“Yes, sir,” the provost marshal said.
“You had better impound the golf cart on which the package was moved—bring it and the two security people who drove it here. Dennis will see to their bath. Just a precaution. Better safe than sorry, I always say.”
Master Sergeant Dennis came back into the room carrying a plastic bag in his prosthetic hand. He handed it to Hamilton.
“Good man,” Hamilton said as he took it. Then he said, “Dennis, they are going to bring the golf cart and the security drivers here. See that they get a complete bath. Then do the same to the golf cart.”
“Yes, sir.”
“Colonel Russell, Mr. Powell, if you’ll be good enough to come with me?”
“Am I correctly inferring, Colonel, that I was not included in that invitation?” Mason Andrews asked icily. He didn’t wait for Hamilton to reply, and—obviously on the edge of losing his temper—went on: “Perhaps you didn’t hear me, Colonel, when I told you that I am the assistant secretary of Homeland Security.”
If he had intended to cow Hamilton, he failed.
“Mr. Secretary ... or is it Mr. Assistant Secretary?” Hamilton replied. “I know that Mr. Powell is cleared for this sort of information. I don’t know how much the President wants you to know. I am not about to risk the ire of the President by telling you any more than I already have.”
Andrews flared: “Now, goddamn it, you listen to me, Colonel—”
“Mr. Andrews,” DCI Powell interrupted, “why don’t you let the President settle this? You’re welcome to ride with us to the White House.”
The assistant secretary of Homeland Security took a moment to get his temper under control.
“Perhaps that would be best,” he said finally. “Thank you.”
[FIVE]
The Oval Office
The White House
1600 Pennsylvania Avenue, N.W.
Washington, D.C.
1205 4 February 2007
“Thank you for coming so quickly, Colonel,” President Clendennen said.
The sarcasm was lost on Hamilton.
“I came as quickly as I could, Mr. President,” Hamilton said.

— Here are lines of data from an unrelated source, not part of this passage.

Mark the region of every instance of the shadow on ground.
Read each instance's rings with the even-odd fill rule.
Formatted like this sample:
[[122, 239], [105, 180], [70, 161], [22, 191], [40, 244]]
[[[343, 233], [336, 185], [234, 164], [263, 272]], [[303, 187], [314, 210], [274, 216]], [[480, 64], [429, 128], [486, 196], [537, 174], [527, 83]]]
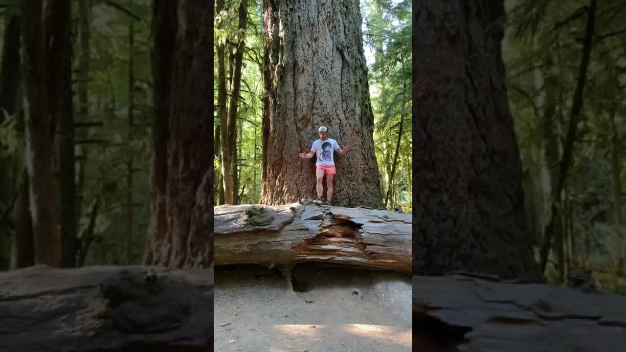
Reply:
[[295, 292], [279, 271], [215, 271], [215, 350], [223, 352], [412, 350], [411, 277], [303, 264]]

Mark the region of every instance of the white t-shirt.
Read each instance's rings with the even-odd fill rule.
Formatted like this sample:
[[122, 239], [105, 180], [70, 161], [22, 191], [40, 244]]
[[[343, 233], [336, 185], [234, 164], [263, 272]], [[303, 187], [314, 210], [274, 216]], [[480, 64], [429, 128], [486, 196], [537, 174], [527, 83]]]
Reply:
[[313, 142], [311, 145], [311, 151], [315, 152], [317, 155], [315, 165], [316, 166], [326, 166], [335, 165], [334, 153], [335, 150], [339, 148], [339, 145], [337, 141], [332, 138], [326, 138], [322, 141], [321, 139]]

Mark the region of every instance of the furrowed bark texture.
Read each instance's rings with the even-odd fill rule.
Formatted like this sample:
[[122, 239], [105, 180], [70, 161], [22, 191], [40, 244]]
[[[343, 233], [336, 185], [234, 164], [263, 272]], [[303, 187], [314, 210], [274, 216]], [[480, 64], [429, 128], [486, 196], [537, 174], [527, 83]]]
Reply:
[[55, 0], [48, 6], [48, 113], [58, 124], [59, 183], [61, 193], [61, 266], [76, 262], [76, 164], [74, 150], [74, 106], [71, 86], [71, 1]]
[[60, 249], [52, 170], [53, 130], [46, 94], [45, 31], [41, 0], [22, 3], [22, 60], [26, 92], [26, 163], [38, 264], [58, 266]]
[[212, 260], [210, 10], [194, 1], [153, 4], [156, 120], [146, 264], [208, 267]]
[[505, 86], [503, 2], [424, 0], [414, 11], [414, 272], [536, 277]]
[[299, 203], [213, 209], [215, 265], [324, 261], [411, 272], [410, 214]]
[[335, 153], [333, 200], [381, 207], [358, 1], [264, 0], [264, 11], [260, 202], [316, 195], [315, 158], [298, 153], [310, 150], [324, 125], [331, 138], [352, 148]]

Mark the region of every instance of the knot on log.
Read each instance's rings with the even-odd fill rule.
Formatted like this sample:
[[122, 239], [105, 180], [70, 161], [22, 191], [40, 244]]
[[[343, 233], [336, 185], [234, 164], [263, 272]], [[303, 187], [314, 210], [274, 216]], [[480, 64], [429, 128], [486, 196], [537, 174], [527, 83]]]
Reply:
[[271, 209], [263, 207], [252, 207], [246, 209], [242, 219], [254, 226], [269, 225], [274, 222], [274, 212]]
[[115, 327], [131, 333], [154, 333], [179, 328], [191, 315], [193, 287], [188, 283], [123, 271], [100, 285], [107, 300], [105, 317]]

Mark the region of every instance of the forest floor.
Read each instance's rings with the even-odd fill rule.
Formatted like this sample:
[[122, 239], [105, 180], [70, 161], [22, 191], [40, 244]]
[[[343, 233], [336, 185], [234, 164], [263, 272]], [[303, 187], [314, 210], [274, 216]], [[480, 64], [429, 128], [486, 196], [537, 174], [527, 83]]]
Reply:
[[216, 267], [214, 349], [412, 350], [410, 277], [319, 266], [294, 272], [294, 288], [305, 292], [261, 267]]

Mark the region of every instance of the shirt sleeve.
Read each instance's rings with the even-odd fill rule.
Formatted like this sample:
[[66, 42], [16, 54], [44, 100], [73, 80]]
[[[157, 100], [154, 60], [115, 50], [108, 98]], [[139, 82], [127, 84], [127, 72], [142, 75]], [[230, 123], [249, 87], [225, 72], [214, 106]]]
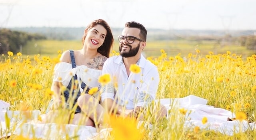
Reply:
[[102, 75], [109, 74], [110, 75], [110, 82], [108, 84], [102, 85], [102, 92], [101, 94], [101, 100], [103, 102], [104, 100], [106, 98], [110, 98], [114, 100], [114, 85], [113, 82], [113, 71], [114, 68], [113, 62], [111, 62], [110, 59], [108, 58], [104, 63], [104, 65], [102, 68]]
[[156, 98], [160, 81], [157, 68], [154, 66], [143, 74], [142, 83], [137, 95], [135, 107], [146, 107]]

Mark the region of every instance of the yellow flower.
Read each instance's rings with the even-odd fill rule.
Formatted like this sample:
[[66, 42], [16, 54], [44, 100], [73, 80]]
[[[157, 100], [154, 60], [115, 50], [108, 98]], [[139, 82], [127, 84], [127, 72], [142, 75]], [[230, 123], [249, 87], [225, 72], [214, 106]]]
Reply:
[[98, 87], [94, 87], [91, 88], [89, 92], [88, 92], [88, 94], [90, 95], [92, 95], [95, 94], [95, 93], [97, 92], [98, 90]]
[[188, 111], [188, 110], [185, 109], [184, 109], [184, 108], [182, 108], [179, 109], [179, 111], [180, 111], [180, 113], [183, 114], [183, 115], [185, 115], [187, 113], [187, 111]]
[[242, 121], [246, 119], [246, 115], [244, 112], [239, 112], [236, 114], [236, 119]]
[[17, 56], [20, 56], [22, 55], [22, 54], [21, 52], [19, 52], [17, 53]]
[[14, 88], [17, 85], [16, 81], [13, 80], [10, 82], [10, 86], [12, 88]]
[[33, 70], [33, 74], [38, 74], [42, 72], [42, 71], [38, 69], [34, 69]]
[[223, 81], [223, 80], [224, 79], [224, 78], [223, 77], [218, 77], [217, 78], [217, 81], [220, 82], [222, 82]]
[[13, 56], [13, 52], [10, 52], [10, 51], [8, 51], [8, 52], [7, 52], [7, 54], [8, 54], [8, 55], [9, 56]]
[[38, 84], [33, 84], [32, 86], [32, 88], [36, 90], [42, 90], [42, 85]]
[[198, 126], [196, 126], [194, 128], [194, 131], [196, 133], [198, 133], [198, 132], [200, 130], [200, 128]]
[[252, 88], [252, 92], [255, 93], [256, 92], [256, 86], [254, 86]]
[[198, 49], [196, 49], [196, 53], [198, 54], [200, 53], [200, 50]]
[[204, 117], [202, 119], [202, 123], [203, 124], [206, 124], [208, 121], [208, 119], [206, 117]]
[[213, 52], [211, 52], [211, 51], [209, 52], [209, 54], [210, 55], [213, 54], [214, 54], [214, 53]]
[[251, 106], [251, 105], [250, 104], [250, 103], [247, 102], [244, 104], [244, 107], [246, 108], [249, 108]]
[[46, 93], [47, 96], [51, 96], [52, 95], [53, 95], [53, 92], [51, 90], [51, 89], [50, 88], [46, 89]]
[[140, 68], [136, 64], [132, 64], [130, 67], [129, 70], [131, 72], [138, 74], [140, 72]]
[[110, 124], [113, 128], [112, 136], [114, 140], [140, 140], [143, 135], [137, 128], [136, 121], [130, 117], [110, 117]]
[[102, 84], [105, 84], [110, 82], [110, 76], [109, 74], [105, 74], [100, 77], [98, 82]]
[[232, 97], [234, 97], [236, 95], [236, 92], [232, 90], [231, 91], [231, 92], [230, 92], [230, 96]]

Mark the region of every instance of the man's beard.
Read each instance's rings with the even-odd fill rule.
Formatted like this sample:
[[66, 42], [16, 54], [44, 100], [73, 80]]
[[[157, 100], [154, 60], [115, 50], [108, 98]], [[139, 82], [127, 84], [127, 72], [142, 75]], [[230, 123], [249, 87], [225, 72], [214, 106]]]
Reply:
[[119, 46], [119, 52], [120, 53], [120, 55], [124, 58], [130, 57], [134, 56], [138, 54], [138, 52], [140, 50], [140, 42], [139, 44], [137, 47], [133, 49], [132, 49], [132, 46], [129, 44], [126, 44], [126, 46], [128, 46], [130, 47], [130, 49], [128, 52], [121, 52], [122, 47]]

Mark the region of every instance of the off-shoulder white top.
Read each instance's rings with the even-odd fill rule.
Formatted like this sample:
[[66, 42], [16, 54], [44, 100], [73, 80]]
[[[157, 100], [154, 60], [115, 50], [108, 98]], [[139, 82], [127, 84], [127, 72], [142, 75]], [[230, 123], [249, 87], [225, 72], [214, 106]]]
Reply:
[[[84, 65], [76, 66], [76, 67], [72, 68], [71, 64], [60, 62], [56, 64], [54, 67], [53, 81], [61, 82], [63, 85], [67, 86], [72, 76], [76, 74], [77, 79], [80, 78], [90, 88], [100, 86], [98, 80], [102, 72], [101, 70], [90, 68]], [[80, 81], [78, 81], [82, 93], [83, 89], [81, 88]]]

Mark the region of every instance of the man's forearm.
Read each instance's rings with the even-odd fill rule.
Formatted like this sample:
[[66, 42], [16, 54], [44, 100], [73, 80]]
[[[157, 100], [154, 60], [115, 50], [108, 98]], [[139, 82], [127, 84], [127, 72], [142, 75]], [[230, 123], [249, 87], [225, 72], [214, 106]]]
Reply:
[[110, 113], [114, 113], [118, 114], [122, 114], [122, 106], [116, 103], [112, 99], [106, 98], [104, 100], [103, 106]]

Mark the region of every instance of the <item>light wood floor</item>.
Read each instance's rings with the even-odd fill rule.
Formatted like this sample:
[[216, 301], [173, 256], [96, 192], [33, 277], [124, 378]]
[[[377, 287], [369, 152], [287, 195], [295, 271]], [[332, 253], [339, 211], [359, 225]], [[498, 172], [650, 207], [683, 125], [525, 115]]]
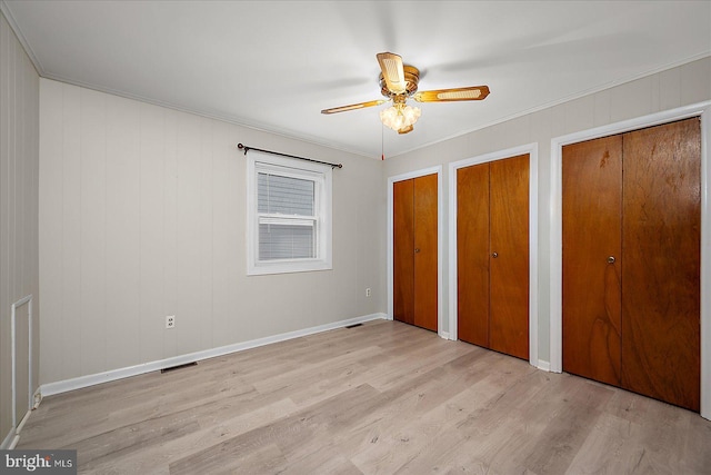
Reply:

“I know. You were on Wolf. We all saw you both taking off from Fort Detrick and landing here. And we all saw C. Harry Whelan, Jr., tell his several million viewers he believes you were coming here to deliver the bad news. Please tell me he’s wrong.”
“Actually, Mr. President, it’s a mixed bag. The news could be much, much worse.”
“Well,” Clendennen drawled, pronouncing the word whale, “tell me the good news.”
“There is no cause for immediate alarm. I told Colonel Russell what was necessary for her to do, and that once she had done that, she could lift the shut-down. I have changed the Potential Level Four Biological Hazard Disaster to Level Two Biological Hazard Incident.”
“What does that mean, exactly?”
“That, in my judgment, there is reason to believe that all Congo-X under my control is contained in a safe environment, and there is no immediate risk to the general public.”
“‘Congo-X’? What is that?”
“It is what I call this virus. Or organism. Or whatever it is. What I brought from the Congo just before the Fish Farm was attacked.”